Hyderabad: A group of Anantapur farmers whose crops depend largely on rain have found a new source of income. They reaped a golden harvest of carbon dioxide emissions. Last year, they earned 49 euros by selling carbon dioxide emissions with a pilot project covering 1,000 hectares for half a year. To earn credit, rice farmers had to switch to planting crops. They were persuaded to start growing a mixture of millets, pulses and garden produce. The Dutch cooperative bank Rabobank together with the AF Ecological Center helped the farmers by educating them about the basic parameters according to which orchards are entitled to compensation. The bank also ensured that farmers get 80 percent of the income.

Now they have sold 2189 credits with Rabo Bank to companies around the world. In total, the bank helps 10,000 farmers on an area of ​​approximately 10,000 hectares. One CRU (Carbon Removal Unit) offsets one ton of greenhouse gasses, allowing companies to purchase equipment to offset emissions or carbon footprint. Currently one CRU earns 32 euros. Microsoft is said to have offered a minimum support price of 20 euros if the interest rate on loans falls below that.

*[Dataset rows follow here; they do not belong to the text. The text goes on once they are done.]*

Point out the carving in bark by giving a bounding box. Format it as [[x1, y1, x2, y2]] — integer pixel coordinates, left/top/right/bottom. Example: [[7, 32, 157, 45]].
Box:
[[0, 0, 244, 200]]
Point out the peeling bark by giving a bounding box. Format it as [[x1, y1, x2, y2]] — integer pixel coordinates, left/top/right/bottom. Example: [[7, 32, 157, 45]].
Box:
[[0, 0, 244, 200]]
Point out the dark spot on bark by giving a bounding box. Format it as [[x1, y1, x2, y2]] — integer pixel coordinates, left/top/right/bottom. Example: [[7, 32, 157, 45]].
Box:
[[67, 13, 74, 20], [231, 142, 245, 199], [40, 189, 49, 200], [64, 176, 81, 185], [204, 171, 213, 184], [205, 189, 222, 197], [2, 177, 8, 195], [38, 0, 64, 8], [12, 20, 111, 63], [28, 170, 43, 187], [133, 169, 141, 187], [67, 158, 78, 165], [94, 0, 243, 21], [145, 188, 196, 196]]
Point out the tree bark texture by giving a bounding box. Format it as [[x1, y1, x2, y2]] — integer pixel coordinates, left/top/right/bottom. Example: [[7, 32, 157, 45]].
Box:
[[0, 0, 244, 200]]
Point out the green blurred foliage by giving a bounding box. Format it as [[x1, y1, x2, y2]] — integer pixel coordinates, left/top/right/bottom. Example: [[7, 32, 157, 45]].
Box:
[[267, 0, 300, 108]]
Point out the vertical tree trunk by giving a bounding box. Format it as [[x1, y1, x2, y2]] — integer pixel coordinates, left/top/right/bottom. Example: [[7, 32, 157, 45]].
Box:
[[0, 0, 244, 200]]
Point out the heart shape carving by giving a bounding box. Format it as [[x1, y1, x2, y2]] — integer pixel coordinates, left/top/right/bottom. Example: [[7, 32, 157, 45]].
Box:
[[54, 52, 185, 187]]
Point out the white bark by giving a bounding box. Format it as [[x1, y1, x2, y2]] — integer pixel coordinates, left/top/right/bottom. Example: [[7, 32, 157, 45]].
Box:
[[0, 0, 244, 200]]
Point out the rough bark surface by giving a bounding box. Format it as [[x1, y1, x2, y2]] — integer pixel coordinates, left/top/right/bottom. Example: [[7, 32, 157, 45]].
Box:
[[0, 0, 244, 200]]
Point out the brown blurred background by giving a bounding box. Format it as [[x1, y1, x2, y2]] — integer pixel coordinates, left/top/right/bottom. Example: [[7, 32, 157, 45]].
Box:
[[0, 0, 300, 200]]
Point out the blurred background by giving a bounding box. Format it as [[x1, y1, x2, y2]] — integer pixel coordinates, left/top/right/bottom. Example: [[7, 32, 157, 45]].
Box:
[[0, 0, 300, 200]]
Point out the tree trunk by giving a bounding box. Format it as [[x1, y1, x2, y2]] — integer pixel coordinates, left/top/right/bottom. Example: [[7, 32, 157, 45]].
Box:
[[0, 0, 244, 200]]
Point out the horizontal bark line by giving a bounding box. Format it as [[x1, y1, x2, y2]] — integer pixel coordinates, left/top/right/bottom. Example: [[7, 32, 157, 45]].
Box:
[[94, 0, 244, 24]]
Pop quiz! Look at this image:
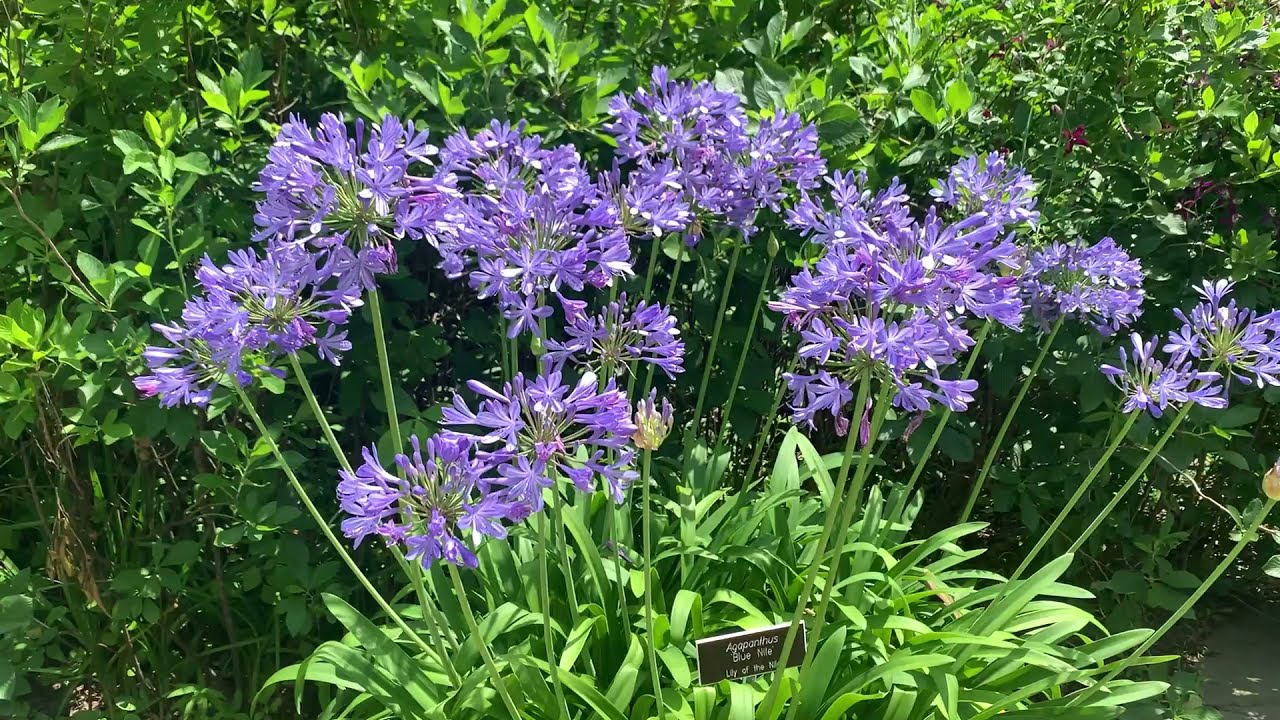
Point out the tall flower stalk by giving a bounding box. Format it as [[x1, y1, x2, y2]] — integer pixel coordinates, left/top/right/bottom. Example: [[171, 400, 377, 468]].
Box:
[[289, 354, 462, 688], [712, 245, 781, 457], [236, 388, 435, 655], [960, 237, 1146, 523], [782, 386, 892, 720], [632, 392, 672, 720], [1068, 497, 1276, 707], [902, 320, 992, 502], [685, 242, 742, 453], [957, 316, 1062, 524], [756, 373, 870, 717]]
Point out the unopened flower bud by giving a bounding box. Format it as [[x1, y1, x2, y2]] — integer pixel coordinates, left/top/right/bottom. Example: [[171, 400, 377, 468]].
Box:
[[1262, 460, 1280, 500], [631, 389, 672, 450]]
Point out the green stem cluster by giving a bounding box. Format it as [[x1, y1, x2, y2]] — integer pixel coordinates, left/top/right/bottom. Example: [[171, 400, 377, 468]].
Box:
[[782, 383, 893, 720], [960, 315, 1065, 523], [236, 388, 434, 653], [756, 374, 872, 717]]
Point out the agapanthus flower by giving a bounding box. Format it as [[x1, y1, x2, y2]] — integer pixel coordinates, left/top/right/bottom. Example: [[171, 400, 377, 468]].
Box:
[[783, 306, 978, 434], [443, 369, 635, 504], [133, 311, 252, 407], [769, 158, 1033, 427], [1165, 281, 1280, 387], [604, 67, 826, 238], [586, 160, 694, 238], [1021, 237, 1146, 336], [196, 243, 362, 365], [431, 120, 632, 334], [929, 152, 1039, 227], [631, 389, 673, 450], [253, 113, 453, 288], [547, 292, 685, 378], [338, 434, 524, 568], [783, 173, 1023, 327], [1102, 333, 1226, 418]]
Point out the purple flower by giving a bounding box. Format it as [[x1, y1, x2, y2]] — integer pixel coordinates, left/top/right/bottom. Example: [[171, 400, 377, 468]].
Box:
[[1165, 281, 1280, 387], [547, 292, 685, 378], [196, 243, 362, 365], [929, 152, 1039, 227], [769, 162, 1036, 434], [782, 173, 1023, 327], [1021, 237, 1146, 336], [443, 369, 636, 502], [1102, 333, 1226, 418], [430, 120, 632, 337], [133, 315, 252, 407], [604, 67, 826, 238], [338, 434, 516, 568], [253, 113, 453, 288]]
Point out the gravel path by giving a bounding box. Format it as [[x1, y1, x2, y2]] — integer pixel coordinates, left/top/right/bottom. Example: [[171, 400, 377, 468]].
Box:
[[1199, 611, 1280, 720]]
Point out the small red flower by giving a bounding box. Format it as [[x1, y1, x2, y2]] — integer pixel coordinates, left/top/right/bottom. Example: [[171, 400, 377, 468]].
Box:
[[1062, 126, 1089, 155]]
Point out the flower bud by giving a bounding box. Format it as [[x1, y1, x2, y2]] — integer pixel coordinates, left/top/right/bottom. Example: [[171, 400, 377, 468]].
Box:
[[631, 389, 672, 450], [1262, 460, 1280, 500]]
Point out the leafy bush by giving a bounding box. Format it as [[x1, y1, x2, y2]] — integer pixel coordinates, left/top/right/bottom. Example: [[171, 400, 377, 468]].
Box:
[[0, 0, 1280, 717]]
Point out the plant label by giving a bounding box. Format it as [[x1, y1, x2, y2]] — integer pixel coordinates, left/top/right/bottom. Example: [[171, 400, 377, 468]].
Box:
[[696, 621, 805, 685]]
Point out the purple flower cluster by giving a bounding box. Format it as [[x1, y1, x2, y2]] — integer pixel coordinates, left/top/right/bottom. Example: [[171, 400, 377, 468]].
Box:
[[338, 434, 513, 568], [769, 158, 1037, 433], [929, 152, 1039, 227], [133, 242, 361, 407], [253, 113, 454, 290], [134, 114, 454, 406], [547, 292, 685, 378], [431, 120, 632, 337], [444, 369, 636, 504], [1165, 281, 1280, 387], [1021, 237, 1146, 336], [1102, 333, 1226, 418], [605, 67, 826, 238]]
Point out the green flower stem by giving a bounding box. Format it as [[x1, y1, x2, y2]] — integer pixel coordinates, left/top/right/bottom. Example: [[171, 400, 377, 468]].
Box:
[[755, 374, 872, 720], [640, 450, 667, 720], [712, 248, 785, 457], [640, 237, 662, 300], [445, 562, 520, 720], [552, 482, 579, 628], [1069, 402, 1192, 553], [960, 315, 1065, 523], [289, 354, 462, 688], [685, 242, 742, 457], [782, 383, 895, 720], [1008, 413, 1141, 579], [1068, 500, 1276, 706], [534, 507, 572, 717], [236, 388, 434, 653], [369, 290, 404, 452], [902, 320, 992, 502], [369, 290, 465, 666], [742, 355, 799, 487]]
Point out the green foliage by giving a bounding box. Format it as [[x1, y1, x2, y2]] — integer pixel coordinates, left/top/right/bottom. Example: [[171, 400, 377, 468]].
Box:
[[270, 429, 1167, 720]]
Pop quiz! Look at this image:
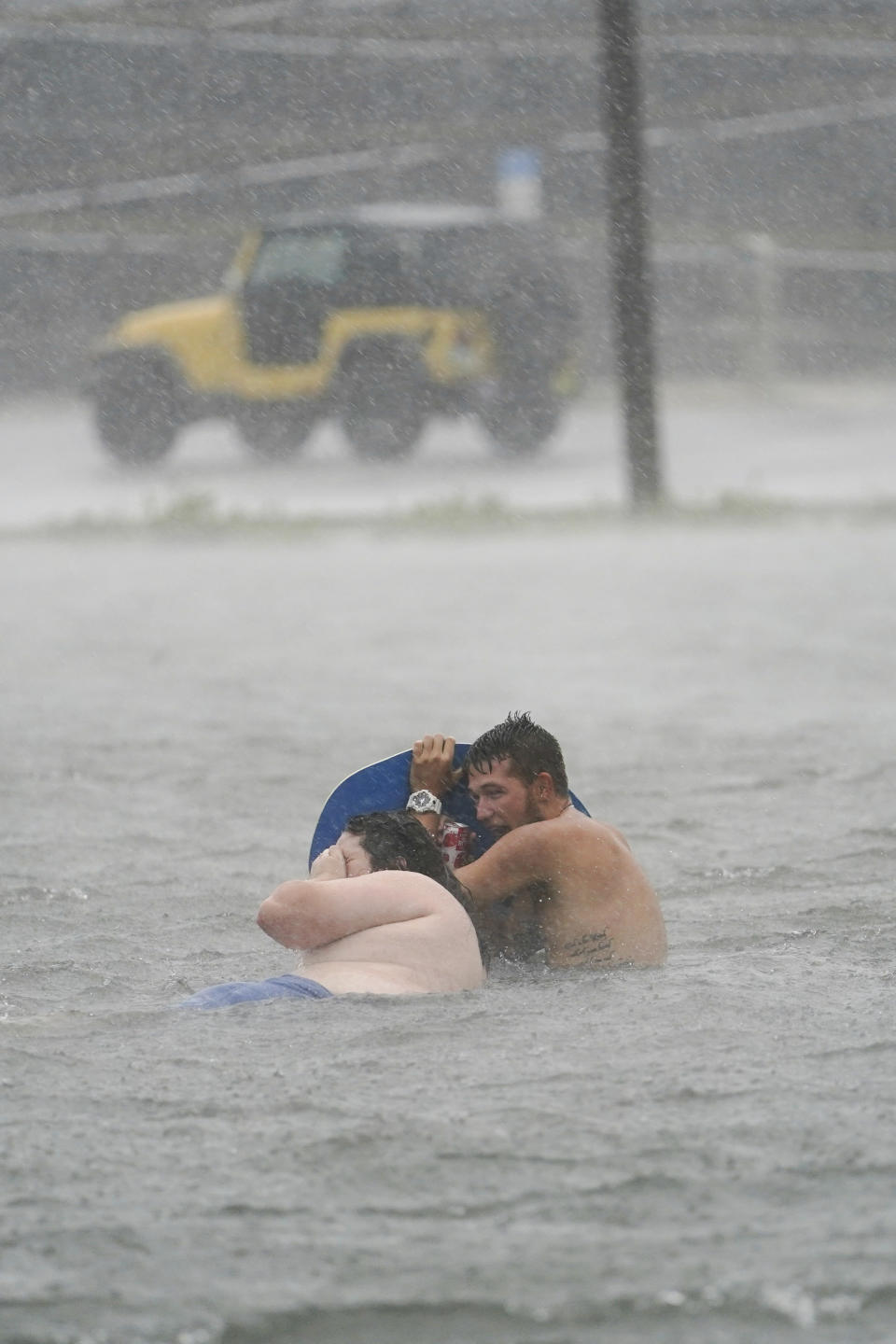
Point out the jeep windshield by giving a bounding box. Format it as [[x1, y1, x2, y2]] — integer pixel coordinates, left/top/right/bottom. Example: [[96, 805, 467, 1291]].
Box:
[[245, 226, 501, 308]]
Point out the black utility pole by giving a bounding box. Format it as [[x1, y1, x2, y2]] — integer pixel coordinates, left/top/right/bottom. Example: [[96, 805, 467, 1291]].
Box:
[[596, 0, 663, 508]]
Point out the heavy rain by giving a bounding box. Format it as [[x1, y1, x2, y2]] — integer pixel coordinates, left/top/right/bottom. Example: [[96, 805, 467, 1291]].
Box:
[[0, 0, 896, 1344]]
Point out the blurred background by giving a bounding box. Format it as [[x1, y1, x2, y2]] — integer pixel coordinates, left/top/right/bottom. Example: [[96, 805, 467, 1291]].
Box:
[[0, 0, 896, 397]]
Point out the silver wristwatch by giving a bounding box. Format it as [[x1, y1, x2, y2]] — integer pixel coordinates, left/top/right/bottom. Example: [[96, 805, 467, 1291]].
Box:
[[406, 789, 442, 816]]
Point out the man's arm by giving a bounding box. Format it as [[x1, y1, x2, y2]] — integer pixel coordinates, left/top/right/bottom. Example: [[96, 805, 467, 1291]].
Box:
[[409, 733, 464, 834], [455, 821, 553, 907], [258, 870, 454, 952]]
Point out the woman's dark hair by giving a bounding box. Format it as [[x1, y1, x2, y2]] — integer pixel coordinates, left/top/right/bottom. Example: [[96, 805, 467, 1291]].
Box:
[[343, 812, 459, 896], [343, 812, 490, 971], [465, 711, 569, 798], [343, 812, 490, 971]]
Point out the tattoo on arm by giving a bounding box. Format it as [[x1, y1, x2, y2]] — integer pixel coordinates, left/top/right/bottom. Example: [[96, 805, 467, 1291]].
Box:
[[563, 929, 612, 962]]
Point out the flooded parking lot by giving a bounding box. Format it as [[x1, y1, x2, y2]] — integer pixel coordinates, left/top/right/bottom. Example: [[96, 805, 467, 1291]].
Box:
[[0, 435, 896, 1344]]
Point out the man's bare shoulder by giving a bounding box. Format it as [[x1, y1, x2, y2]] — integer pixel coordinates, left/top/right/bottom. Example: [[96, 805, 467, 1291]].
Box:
[[492, 807, 631, 858]]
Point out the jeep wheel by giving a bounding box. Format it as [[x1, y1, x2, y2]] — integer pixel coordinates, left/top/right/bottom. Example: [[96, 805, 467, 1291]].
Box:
[[480, 388, 560, 457], [236, 404, 317, 462], [94, 360, 186, 467]]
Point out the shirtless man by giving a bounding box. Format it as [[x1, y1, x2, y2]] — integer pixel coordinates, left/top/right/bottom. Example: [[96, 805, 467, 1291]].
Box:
[[180, 812, 485, 1008], [410, 714, 666, 966]]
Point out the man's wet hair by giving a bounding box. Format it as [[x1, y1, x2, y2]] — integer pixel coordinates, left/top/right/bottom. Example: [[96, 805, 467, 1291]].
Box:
[[343, 812, 459, 896], [465, 709, 569, 798]]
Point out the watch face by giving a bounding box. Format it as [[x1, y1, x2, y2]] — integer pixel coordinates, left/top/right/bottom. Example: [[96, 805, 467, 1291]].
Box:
[[407, 789, 441, 812]]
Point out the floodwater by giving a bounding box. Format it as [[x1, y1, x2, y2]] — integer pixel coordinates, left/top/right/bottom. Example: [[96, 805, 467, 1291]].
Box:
[[0, 398, 896, 1344]]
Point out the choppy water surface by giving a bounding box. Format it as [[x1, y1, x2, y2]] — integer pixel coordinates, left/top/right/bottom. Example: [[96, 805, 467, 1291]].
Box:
[[0, 522, 896, 1344]]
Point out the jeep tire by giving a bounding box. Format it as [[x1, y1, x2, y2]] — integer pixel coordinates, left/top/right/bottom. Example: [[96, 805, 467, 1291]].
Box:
[[478, 383, 560, 458], [94, 357, 187, 467]]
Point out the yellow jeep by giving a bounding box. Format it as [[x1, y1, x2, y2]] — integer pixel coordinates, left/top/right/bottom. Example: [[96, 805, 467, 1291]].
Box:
[[90, 204, 578, 462]]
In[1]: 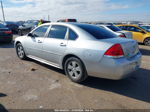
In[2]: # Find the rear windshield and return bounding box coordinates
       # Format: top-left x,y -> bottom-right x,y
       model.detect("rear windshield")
107,26 -> 122,32
77,24 -> 116,39
0,24 -> 6,28
140,26 -> 150,32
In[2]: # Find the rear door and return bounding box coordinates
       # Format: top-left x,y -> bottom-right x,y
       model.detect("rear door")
43,25 -> 68,66
24,25 -> 49,58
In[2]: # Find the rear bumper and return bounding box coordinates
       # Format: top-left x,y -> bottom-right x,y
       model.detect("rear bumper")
0,36 -> 13,42
87,53 -> 142,80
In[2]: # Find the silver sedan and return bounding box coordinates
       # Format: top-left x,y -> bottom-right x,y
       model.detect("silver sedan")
15,23 -> 141,83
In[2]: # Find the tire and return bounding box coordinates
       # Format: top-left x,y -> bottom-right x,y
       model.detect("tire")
16,43 -> 27,60
144,37 -> 150,46
64,57 -> 88,83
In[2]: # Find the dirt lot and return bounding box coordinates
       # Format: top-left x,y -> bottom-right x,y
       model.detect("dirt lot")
0,36 -> 150,109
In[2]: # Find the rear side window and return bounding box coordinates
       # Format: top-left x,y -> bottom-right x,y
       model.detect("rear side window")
32,25 -> 49,37
77,24 -> 117,39
69,29 -> 78,40
48,25 -> 67,39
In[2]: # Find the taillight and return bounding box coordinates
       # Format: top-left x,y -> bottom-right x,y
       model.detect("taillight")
119,34 -> 126,38
5,31 -> 12,34
104,44 -> 124,58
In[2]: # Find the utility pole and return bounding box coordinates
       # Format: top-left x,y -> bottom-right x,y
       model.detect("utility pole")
1,1 -> 5,22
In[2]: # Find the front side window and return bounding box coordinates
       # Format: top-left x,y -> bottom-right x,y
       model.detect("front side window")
32,25 -> 49,37
48,25 -> 67,39
128,26 -> 141,32
69,29 -> 78,40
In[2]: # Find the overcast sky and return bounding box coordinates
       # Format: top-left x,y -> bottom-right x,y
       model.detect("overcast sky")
0,0 -> 150,22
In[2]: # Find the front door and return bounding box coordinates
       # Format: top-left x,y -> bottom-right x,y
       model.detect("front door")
24,25 -> 49,58
43,25 -> 68,66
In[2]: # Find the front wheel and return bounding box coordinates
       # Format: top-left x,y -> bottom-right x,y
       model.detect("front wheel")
144,37 -> 150,46
16,43 -> 26,60
64,57 -> 87,83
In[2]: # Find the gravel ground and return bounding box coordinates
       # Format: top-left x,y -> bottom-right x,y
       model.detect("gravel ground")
0,36 -> 150,109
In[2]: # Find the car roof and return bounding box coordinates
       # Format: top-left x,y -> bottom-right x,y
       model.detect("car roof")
42,22 -> 94,26
116,24 -> 138,27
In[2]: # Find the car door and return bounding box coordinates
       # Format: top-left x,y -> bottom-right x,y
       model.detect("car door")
24,25 -> 49,58
127,26 -> 144,42
43,25 -> 68,66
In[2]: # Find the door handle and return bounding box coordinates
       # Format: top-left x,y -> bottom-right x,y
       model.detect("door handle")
60,43 -> 66,47
38,40 -> 42,43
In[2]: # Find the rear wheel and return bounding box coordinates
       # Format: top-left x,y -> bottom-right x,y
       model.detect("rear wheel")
16,43 -> 27,60
144,37 -> 150,46
64,57 -> 87,83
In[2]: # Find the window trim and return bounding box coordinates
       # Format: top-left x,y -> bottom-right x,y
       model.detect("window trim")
30,25 -> 51,38
46,24 -> 69,40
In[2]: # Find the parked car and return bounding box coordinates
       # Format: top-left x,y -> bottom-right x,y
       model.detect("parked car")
117,25 -> 150,45
18,20 -> 39,35
3,21 -> 19,34
57,19 -> 77,22
15,23 -> 141,83
98,25 -> 132,39
0,23 -> 13,43
140,25 -> 150,32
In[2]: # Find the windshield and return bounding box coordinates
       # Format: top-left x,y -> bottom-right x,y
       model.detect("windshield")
107,26 -> 122,32
0,23 -> 6,28
140,26 -> 150,32
77,24 -> 116,39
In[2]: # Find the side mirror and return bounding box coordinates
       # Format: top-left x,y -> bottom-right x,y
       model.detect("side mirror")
140,30 -> 145,34
28,33 -> 34,37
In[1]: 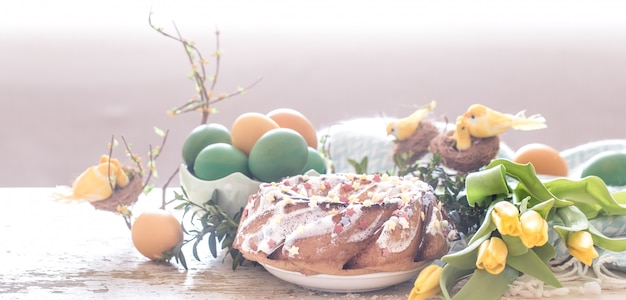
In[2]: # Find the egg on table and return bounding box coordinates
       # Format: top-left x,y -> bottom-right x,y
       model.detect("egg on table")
248,128 -> 309,182
182,123 -> 231,169
513,143 -> 569,177
131,209 -> 183,261
230,112 -> 280,155
267,108 -> 317,149
193,143 -> 250,180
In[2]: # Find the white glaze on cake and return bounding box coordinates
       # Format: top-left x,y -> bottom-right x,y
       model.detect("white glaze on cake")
234,174 -> 448,271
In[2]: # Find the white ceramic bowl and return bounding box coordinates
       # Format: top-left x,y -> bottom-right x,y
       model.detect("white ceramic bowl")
262,261 -> 431,293
179,164 -> 261,217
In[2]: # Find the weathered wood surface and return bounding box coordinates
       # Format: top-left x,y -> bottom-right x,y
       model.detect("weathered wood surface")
0,188 -> 620,299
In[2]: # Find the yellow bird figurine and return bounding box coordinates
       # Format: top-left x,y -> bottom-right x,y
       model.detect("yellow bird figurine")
57,155 -> 129,202
463,104 -> 547,138
387,101 -> 437,141
452,116 -> 472,151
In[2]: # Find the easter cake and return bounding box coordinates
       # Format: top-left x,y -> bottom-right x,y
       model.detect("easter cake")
233,174 -> 449,275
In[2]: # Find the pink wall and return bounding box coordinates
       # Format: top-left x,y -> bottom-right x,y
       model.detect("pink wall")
0,1 -> 626,186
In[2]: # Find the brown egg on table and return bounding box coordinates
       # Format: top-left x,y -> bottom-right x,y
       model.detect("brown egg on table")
267,108 -> 317,149
513,143 -> 569,177
230,112 -> 280,155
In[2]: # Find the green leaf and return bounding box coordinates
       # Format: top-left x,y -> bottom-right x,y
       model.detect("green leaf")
452,266 -> 520,300
441,235 -> 490,270
487,158 -> 569,206
506,247 -> 562,287
554,206 -> 589,232
209,232 -> 217,257
469,201 -> 497,244
545,176 -> 626,219
588,224 -> 626,252
154,126 -> 166,137
465,166 -> 510,207
439,264 -> 474,300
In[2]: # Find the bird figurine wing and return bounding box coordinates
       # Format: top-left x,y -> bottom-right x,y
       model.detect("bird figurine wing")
387,101 -> 437,141
452,116 -> 472,151
463,104 -> 546,138
511,111 -> 548,130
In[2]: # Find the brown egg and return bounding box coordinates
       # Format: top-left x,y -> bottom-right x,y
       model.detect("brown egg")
513,143 -> 569,177
230,112 -> 279,155
131,209 -> 183,261
267,108 -> 317,149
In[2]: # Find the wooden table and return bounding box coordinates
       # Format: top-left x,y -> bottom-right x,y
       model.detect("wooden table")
0,188 -> 621,299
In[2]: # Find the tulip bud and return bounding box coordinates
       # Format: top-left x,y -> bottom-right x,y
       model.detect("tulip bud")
567,231 -> 598,266
409,264 -> 443,300
491,201 -> 522,236
520,210 -> 548,248
476,237 -> 509,275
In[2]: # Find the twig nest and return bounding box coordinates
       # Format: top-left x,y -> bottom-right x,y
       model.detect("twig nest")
430,130 -> 500,173
393,120 -> 439,164
89,167 -> 143,212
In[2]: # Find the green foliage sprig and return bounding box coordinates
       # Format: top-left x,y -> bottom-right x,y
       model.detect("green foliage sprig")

The Center in turn works with more than 35,000 farmers in the Anantpur region and provides market links to them to help them find better prices. It has developed about eight methods of adding millets, pulses and horticultural crops, ensuring food and nutritional security.

Changes in Crops

YV Malla Reddy, Director, AF Ecology Centre, told Business Line that Anantapur was once full of millet fields, but when people started consuming more rice, farmers switched to groundnuts. “Groundnut used to dominate agriculture in the region but recently it has failed farmers and made them look at other crops. Legumes, millets and garden crops help them survive the economic crisis. Now that farmers have demonstrated a viable carbon-free production process, this model is attracting investors looking to invest in horticultural crops that generate carbon emissions.

The center also reduces the risk by introducing intermediate crops. “We choose perennial plants (garden plants like mango or sweet lime) and 17-18 year plants (millet and pulses). The latter would threaten the short root, deep root and short and long duration, making it a well-distributed system that gives good returns” said Reddy. “If they try for 4-5 years, they have a good source of income, ” he said. Orchards are now spread across 15 mandals in the district. The center has hired a couple of unemployed youths to count the lots. The seeds of change have been sown – now farmers can reap the benefits.